I had eclectic tastes,” Brosnan once said, quoted by Mark Armour of sabr.org. “My ambitions as a kid were to write a book or be a doctor, something like that, and way off in the distance, maybe be a major league baseball player.” Brosnan spent nine years in the majors and later wrote articles for Sports Illustrated, the New York Times, Playboy, and Boys Life.

Taylor Douthit, center fielder, 1923-31

Douthit (pronounced “DOW-thit”) was recommended to Cardinals’ executive Branch Rickey by the young man’s Latin History professor at the University of California. Douthit graduated from Cal in 1923 with a bachelor’s degree in agriculture, studying the canning and packaging of fruit and vegetables while specializing in chemistry and bacteriology. He hit an even .300 in nine seasons with the Cardinals and also played for the Red and Cubs.

Frankie Frisch, second baseman-manager, 1927-37

A rough-tough player and manager, Frisch was also an educated man with a degree in chemistry from Fordham University. “Despite his rugged persona, Frisch had genteel interests off the field,” wrote Fred Stein of sabr.org. “He enjoyed frequenting fine restaurants and reading good literature … and he was a classical music devotee.”

Vic Keen, pitcher, 1926-27

A little (5-9, 165) right-hander who went 12-10 over two years with the Cards, Keen studied pre-med at the University of Maryland, graduating in 1922. He lasted eight years in the big leagues and never pursued his medical degree.

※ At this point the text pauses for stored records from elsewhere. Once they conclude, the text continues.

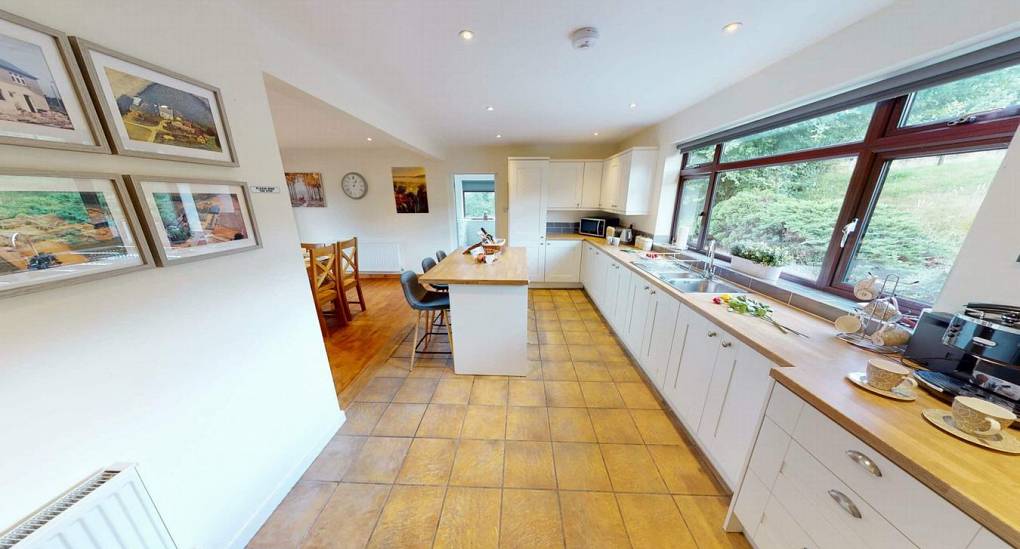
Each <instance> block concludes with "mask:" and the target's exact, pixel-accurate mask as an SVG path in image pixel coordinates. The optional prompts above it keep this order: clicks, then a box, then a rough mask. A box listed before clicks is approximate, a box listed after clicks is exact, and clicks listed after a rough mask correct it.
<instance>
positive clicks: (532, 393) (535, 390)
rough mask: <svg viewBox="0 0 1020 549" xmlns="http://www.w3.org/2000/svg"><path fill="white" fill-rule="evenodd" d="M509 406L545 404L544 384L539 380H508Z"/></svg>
mask: <svg viewBox="0 0 1020 549" xmlns="http://www.w3.org/2000/svg"><path fill="white" fill-rule="evenodd" d="M510 405H511V406H545V405H546V386H545V385H543V383H542V382H541V381H527V380H510Z"/></svg>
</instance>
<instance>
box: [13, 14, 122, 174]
mask: <svg viewBox="0 0 1020 549" xmlns="http://www.w3.org/2000/svg"><path fill="white" fill-rule="evenodd" d="M0 144H3V145H18V146H25V147H39V148H45V149H62V150H70V151H83V152H94V153H101V154H109V153H110V152H111V151H110V146H109V143H108V142H107V140H106V135H105V134H104V133H103V127H102V124H101V123H100V120H99V115H98V114H97V112H96V108H95V105H94V104H93V102H92V98H91V97H90V96H89V91H88V88H87V86H86V83H85V80H84V79H83V77H82V72H81V70H80V69H79V65H78V62H77V60H75V58H74V53H73V51H72V50H71V46H70V42H69V40H68V38H67V35H65V34H63V33H61V32H60V31H57V30H56V29H51V28H49V27H46V26H44V24H40V23H38V22H35V21H33V20H30V19H27V18H24V17H20V16H18V15H14V14H13V13H9V12H7V11H2V10H0Z"/></svg>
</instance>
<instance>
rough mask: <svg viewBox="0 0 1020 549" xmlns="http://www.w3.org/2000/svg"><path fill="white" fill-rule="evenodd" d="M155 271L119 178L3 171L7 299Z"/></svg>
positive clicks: (1, 294)
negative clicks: (125, 275) (63, 285)
mask: <svg viewBox="0 0 1020 549" xmlns="http://www.w3.org/2000/svg"><path fill="white" fill-rule="evenodd" d="M152 266H153V262H152V256H151V255H150V254H149V248H148V245H147V244H146V243H145V240H144V237H143V233H142V230H141V226H140V224H139V222H138V219H137V218H136V217H135V212H134V211H133V209H132V206H131V200H130V198H129V195H127V193H126V190H125V188H124V183H123V181H122V180H121V179H120V177H119V176H111V174H104V173H100V174H96V173H58V172H45V171H23V170H18V171H3V172H0V297H7V296H12V295H19V294H23V293H28V292H34V291H38V290H43V289H47V288H50V287H54V286H60V285H66V284H71V283H81V282H86V281H90V280H95V279H100V278H105V277H110V276H113V275H122V273H124V272H131V271H134V270H139V269H143V268H149V267H152Z"/></svg>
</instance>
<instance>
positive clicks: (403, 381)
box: [354, 378, 404, 402]
mask: <svg viewBox="0 0 1020 549" xmlns="http://www.w3.org/2000/svg"><path fill="white" fill-rule="evenodd" d="M401 385H404V379H403V378H372V380H371V381H370V382H368V383H367V384H365V386H364V387H363V388H361V391H358V395H357V396H356V397H354V400H355V402H390V401H391V400H393V396H394V395H396V394H397V391H399V390H400V386H401Z"/></svg>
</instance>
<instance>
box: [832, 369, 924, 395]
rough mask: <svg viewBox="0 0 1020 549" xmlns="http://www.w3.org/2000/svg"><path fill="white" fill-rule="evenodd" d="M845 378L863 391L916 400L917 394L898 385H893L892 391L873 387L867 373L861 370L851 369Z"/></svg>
mask: <svg viewBox="0 0 1020 549" xmlns="http://www.w3.org/2000/svg"><path fill="white" fill-rule="evenodd" d="M847 379H848V380H850V381H851V382H853V384H854V385H856V386H858V387H860V388H861V389H864V390H865V391H871V392H872V393H874V394H876V395H881V396H883V397H887V398H891V399H896V400H903V401H907V402H910V401H911V400H917V395H915V394H914V393H913V392H908V391H907V390H904V389H900V388H899V387H894V389H895V390H894V391H882V390H881V389H875V388H874V387H871V386H870V385H868V375H867V373H865V372H863V371H853V372H851V373H848V375H847Z"/></svg>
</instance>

Miller Huggins, second baseman, 1910-16

Tony La Russa wasn’t the first Cardinals manager with a lawyer’s skills. Huggins received his law degree from the University of Cincinnati in 1902, two years before starting a 13-year major league playing career and a 17-year managing career.

Ed Konetchy, a Redbirds first baseman from 1907-13 called Huggins the athlete “the smartest player in the history of the game” and legendary Giants skipper John McGraw said, “There is no smarter man in baseball today than Miller Huggins.” The little (5-6, 140) skipper managed the Cardinals for four years and the Yankees for 12 seasons, leading the Murderers’ Row teams to their first three World Championships (1923, 1927, 1928).

Fred Beebe, pitcher, 1906-09

Beebe studied at the University of Illinois and “had planned to become an engineer after graduation, but “discovered that engineers were not in demand,” wrote Steven A. Riess in Touching Base: Professional Baseball and American Culture in the Progressive Era.

Beebe briefly “worked at his profession in electrical engineering,” wrote Bill Lamb of sabr.org, then embarked on a seven-year career that included four years with bad Cardinals teams. He had a 36-62 St. Louis record despite a 2.79 ERA.

George Barclay, outfielder, 1902-04

Barclay attended two fine private colleges, Bucknell and Lafayette, later studied dentistry, and had a four-year major league career, most of it spent with the Cardinals, but his real claim to fame was inventing what some have called the first football helmet.

Barclay hired a saddlemaker to make a “head harness” from three leather straps that wound around his head, a device that gained fame when his Lafayette Leopards upset Penn on the way to the 1896 national championship. Barclay made no fortune from his invention and was just 32 when he died of appendicitis.

When the shortened (just five rounds) player draft takes place in June, the Cardinals will be looking for the best available players, regardless of IQs. Still, the recent success of DeJong and Edman prove that smart students can be darn good players. Don’t be surprised if the Cards add another brainiac or two.